Fui para o quarto de hóspedes, que era aonde eu costumava dormir quando vinha para cá e tranquei a porta quando o gato passou. Riwty virou homem imediatamente.

A força daqueles olhos sempre me desequilibrava, ele era tão lindo, tão impossivelmente bonito.

-Quanto tempo você vai ficar babando aí?_perguntou ele com um sorriso convencido.

Fiquei com vergonha e tentei me concentrar, mas o cabelo dele tinha tantos tons que eu só queria enfiar os dedos ali. O cheiro dele era de floresta. Balancei a cabeça e perguntei:

-Vocês realmente tomam um pedaço da alma quando fazem um favor?

-Vai saber, não é?_ele falou encolhendo os ombros.

-Você sabe.

O sorriso dele aumentou.

-Sei.

-Não vai me contar?

-Talvez um dia.

O descarado saiu andando e deitou em minha cama, chutando as botas para longe.

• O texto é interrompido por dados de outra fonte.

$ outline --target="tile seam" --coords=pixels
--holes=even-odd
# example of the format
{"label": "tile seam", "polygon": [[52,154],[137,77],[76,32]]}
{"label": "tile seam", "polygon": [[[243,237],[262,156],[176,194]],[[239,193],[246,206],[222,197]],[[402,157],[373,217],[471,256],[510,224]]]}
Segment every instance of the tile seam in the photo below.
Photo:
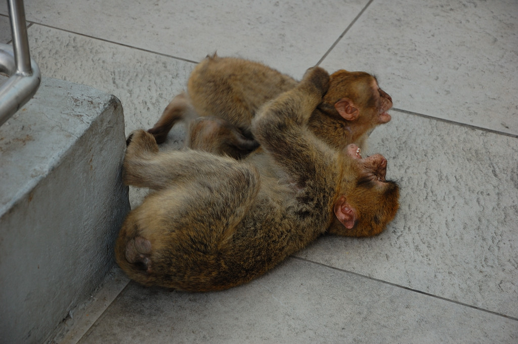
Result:
{"label": "tile seam", "polygon": [[332,269],[333,270],[336,270],[337,271],[341,271],[341,272],[342,272],[342,273],[346,273],[347,274],[351,274],[352,275],[354,275],[358,276],[359,277],[363,277],[363,278],[367,278],[368,279],[370,279],[370,280],[371,280],[372,281],[375,281],[376,282],[379,282],[380,283],[383,283],[384,284],[387,284],[387,285],[392,285],[393,286],[395,286],[396,288],[400,288],[401,289],[405,289],[406,290],[408,290],[408,291],[410,291],[410,292],[414,292],[414,293],[416,293],[418,294],[421,294],[422,295],[426,295],[427,296],[430,296],[430,297],[433,297],[434,298],[437,298],[437,299],[440,299],[440,300],[443,300],[444,301],[447,301],[448,302],[450,302],[450,303],[451,303],[455,304],[458,305],[459,306],[464,306],[464,307],[469,307],[470,308],[476,309],[477,310],[479,310],[479,311],[482,311],[482,312],[484,312],[485,313],[489,313],[492,314],[493,315],[498,316],[499,317],[501,317],[502,318],[505,318],[506,319],[510,319],[511,320],[514,320],[514,321],[518,322],[518,318],[515,318],[514,317],[511,317],[511,316],[508,316],[508,315],[505,314],[502,314],[501,313],[498,313],[497,312],[495,312],[494,311],[490,310],[488,309],[485,309],[484,308],[482,308],[481,307],[477,307],[476,306],[473,306],[472,305],[470,305],[469,304],[466,304],[466,303],[463,303],[463,302],[461,302],[459,301],[456,301],[455,300],[453,300],[452,299],[448,298],[447,297],[443,297],[442,296],[439,296],[438,295],[434,295],[433,294],[430,294],[429,293],[427,293],[426,292],[423,292],[423,291],[422,291],[421,290],[419,290],[418,289],[413,289],[412,288],[409,288],[408,286],[405,286],[404,285],[401,285],[400,284],[396,284],[396,283],[392,283],[392,282],[388,282],[387,281],[384,281],[383,280],[379,279],[378,278],[375,278],[374,277],[369,277],[368,276],[366,276],[365,275],[362,275],[361,274],[358,274],[358,273],[355,273],[355,272],[353,272],[353,271],[349,271],[348,270],[345,270],[344,269],[341,269],[340,268],[335,267],[334,266],[331,266],[330,265],[328,265],[327,264],[323,264],[323,263],[319,263],[318,262],[314,262],[314,261],[310,261],[309,260],[306,259],[305,258],[302,258],[301,257],[297,257],[297,256],[294,256],[294,255],[292,255],[292,256],[290,256],[292,258],[294,258],[294,259],[298,260],[299,261],[302,261],[303,262],[306,262],[307,263],[310,263],[310,264],[316,264],[318,265],[320,265],[321,266],[323,266],[324,267],[326,267],[326,268],[328,268]]}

Pela primeira vez eu reparei em suas roupas. Ele usava uma túnica azul escura sem cadarços, com detalhes de folhas douradas (seriam de ouro?) no decote, nas mangas e na barra. Sua calça era do mesmo material, mas sem nenhum enfeite que eu pudesse ver. Ele tambem usava um brinco na ponta da orelha, que agora eu via, eram pontudas. Ainda terminava de examina-lo quando ele se levantou de um salto, andou até mim com dois passos e segurou meu braço.

O mundo girou, girou cada vez mais rápido até que me vi no meio da floresta. Quando ele me soltou eu caí no chão, completamente tonta. Segurei a cabeça e a pressionei até que ela voltasse a funcionar.

-Por que você me trouxe aqui?

-Precisava conversar com você.

-Não podia ser lá?

-Um efeito dramático é sempre bom.

Revirei os olhos.

-Fale.

-Bem, você teve seu primeiro favor.

-Tem um limite?

-Não, mas toda vez que você recebe um favor você tem a chance de me mandar embora. Ellie, você quer que eu vá?